My compliments to Tim St. Clair for his article, "Rec field fees skyrocket," in the June 28 issue of the West Seattle Herald. As Dawn Longo, president of the Southwest Athletic Club points out, "I can't imagine why they (the Seattle School District, which owns the Southwest Recreation Complex where the Club's activities are located) want to put an athletic association at risk."
The reason is simple. Tax cuts. All across the United States our legislators have been yammering that taxes need to be cut because government has gotten too big. Government is too intrusive in our lives, telling us how to be educated, how to regulate factory effluent, how to keep our air and water clean, how our forests should or should not be logged, whether family planning should be financed, whether we should fulfill our obligations to our children and elderly. Grover Nordquist and his philosophy of "starving the beast" - the "beast" being government - ride roughshod over the public's welfare so that taxes can be cut with concomitant slashing of budgets. This handily provides an excuse to slash services.

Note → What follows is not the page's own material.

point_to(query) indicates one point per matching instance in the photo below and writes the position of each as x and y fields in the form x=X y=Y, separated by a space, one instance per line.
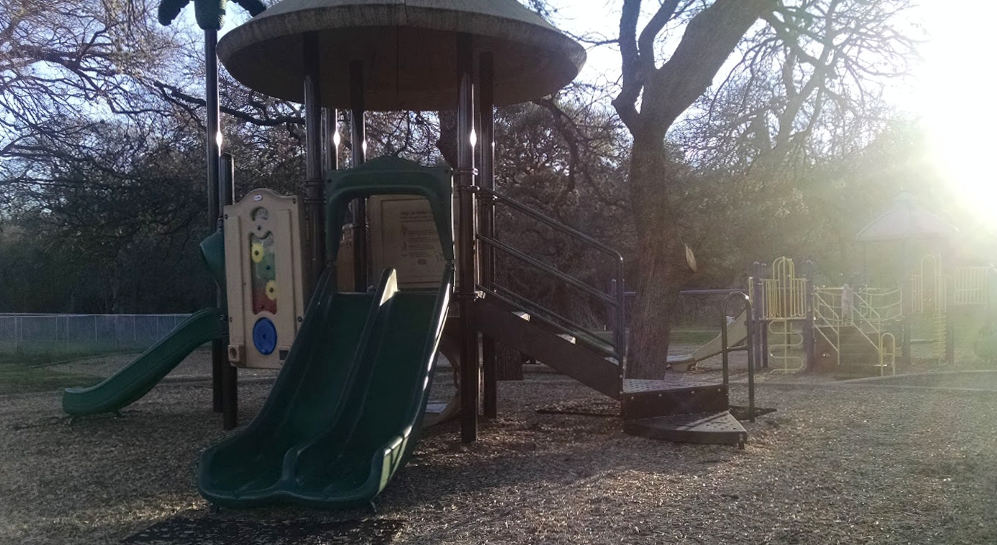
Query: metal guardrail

The result of all this tax cutting is easy to see. There is no longer enough money to pay for anything that people expect from their government. We have moved away from being a society that believed that all services, whether you used them or not, were financed by all citizens. No longer do we share responsibilities. Since the advent of Reaganomics, and with the help of Nordquist and his friends, we have become a nation that insists on user fees. Today, we pay as we go. What was once made affordable by sharing responsibility has now become a profit point for privatization. In other words, there is no free lunch.
Some people may like this philosophy. If you have no children, why should you pay for schools? If you are not sick, why should you pay for health care? If you don't take the bus, why should you pay for public transportation? If you don't use athletic fields, why should you pay for them? And by extension, if you don't use police or fire services, don't pay for them either.
If you like this trend, then do nothing. On the other hand, if you have been supporting legislators who constantly advocate tax cuts with the phrase, "It's your money," and if you have seen your expenses for public services increase through the years, you ought to remember who is actually paying for all these tax cuts that seem so wonderful when you hear about them on television.